The "0/1" means you cannot break an item; you either take it (\(1\)) or leave it (\(0\)).

Problem¶

Given: - weights[]: Weights of \(n\) items. - values[]: Values of \(n\) items. - W: Maximum capacity of the knapsack.

Find the maximum total value that can be put in the knapsack.

1. Recursive Approach (Include/Exclude)¶

For each item, we have two choices: 1. Include the item (if its weight \(\le\) remaining capacity). 2. Exclude the item.

Java Implementation¶

public static int knapsack(int[] wt, int[] val, int W, int n) {
    if (n == 0 || W == 0) return 0;

    if (wt[n - 1] <= W) {
        // Max(Include, Exclude)
        return Math.max(
            val[n - 1] + knapsack(wt, val, W - wt[n - 1], n - 1),
            knapsack(wt, val, W, n - 1)
        );
    } else {
        // Must exclude
        return knapsack(wt, val, W, n - 1);
    }
}

Complexity: Time \(O(2^n)\), Space \(O(n)\) (stack depth).

2. Memoization (Top-Down)¶

We use a 2D array dp[n + 1][W + 1] to store results of subproblems.

Java Implementation¶

public static int knapsackMemo(int[] wt, int[] val, int W, int n, int[][] dp) {
    if (n == 0 || W == 0) return 0;
    if (dp[n][W] != -1) return dp[n][W];

    if (wt[n - 1] <= W) {
        return dp[n][W] = Math.max(
            val[n - 1] + knapsackMemo(wt, val, W - wt[n - 1], n - 1, dp),
            knapsackMemo(wt, val, W, n - 1, dp)
        );
    } else {
        return dp[n][W] = knapsackMemo(wt, val, W, n - 1, dp);
    }
}

Complexity: Time \(O(n \times W)\), Space \(O(n \times W)\).

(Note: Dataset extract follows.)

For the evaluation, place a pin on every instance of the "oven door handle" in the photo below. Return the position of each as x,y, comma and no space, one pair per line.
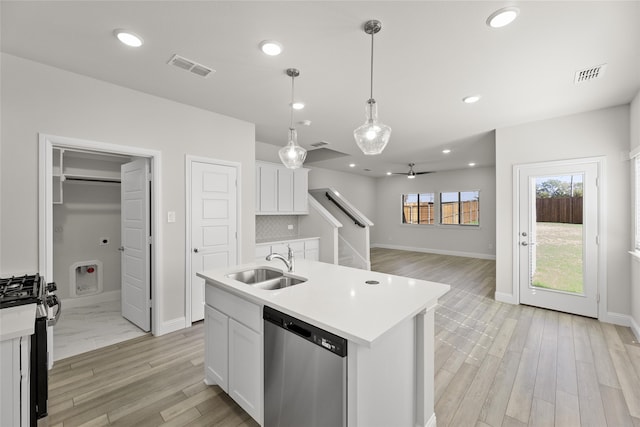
52,301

3. Tabulation (Bottom-Up)¶

Iteratively fill the DP table. dp[i][w] represents the maximum value using first i items with capacity w.

Java Implementation¶

public static int knapsackTab(int[] wt, int[] val, int W, int n) {
    int[][] dp = new int[n + 1][W + 1];

    for (int i = 1; i <= n; i++) {
        for (int w = 1; w <= W; w++) {
            if (wt[i - 1] <= w) {
                dp[i][w] = Math.max(val[i - 1] + dp[i - 1][w - wt[i - 1]], dp[i - 1][w]);
            } else {
                dp[i][w] = dp[i - 1][w];
            }
        }
    }
    return dp[n][W];
}

4. Space Optimized (\(O(W)\))¶

Since we only need the previous row to calculate the current one, and we only look "left" (smaller w), we can use a single array and iterate backwards.

Java Implementation¶

public static int knapsackOptimized(int[] wt, int[] val, int W, int n) {
    int[] dp = new int[W + 1];

    for (int i = 0; i < n; i++) {
        // Iterate backwards to avoid using the same item multiple times
        for (int w = W; w >= wt[i]; w--) {
            dp[w] = Math.max(dp[w], val[i] + dp[w - wt[i]]);
        }
    }
    return dp[W];
}

Sample Input and Output¶

Input¶

3 50
10 20 30
60 100 120

(3 items, capacity 50; next lines are weights and values)

Output¶

Max Value: 220

Key Takeaways¶

0/1 Knapsack vs Fractional: Use DP for 0/1 and Greedy for Fractional.
Backwards Iteration: In the \(O(W)\) optimization, iterating backwards ensures we don't count an item more than once (unlike the Unbounded Knapsack problem).
Complexity: \(O(n \times W)\) is "pseudo-polynomial" because it depends on the value of \(W\).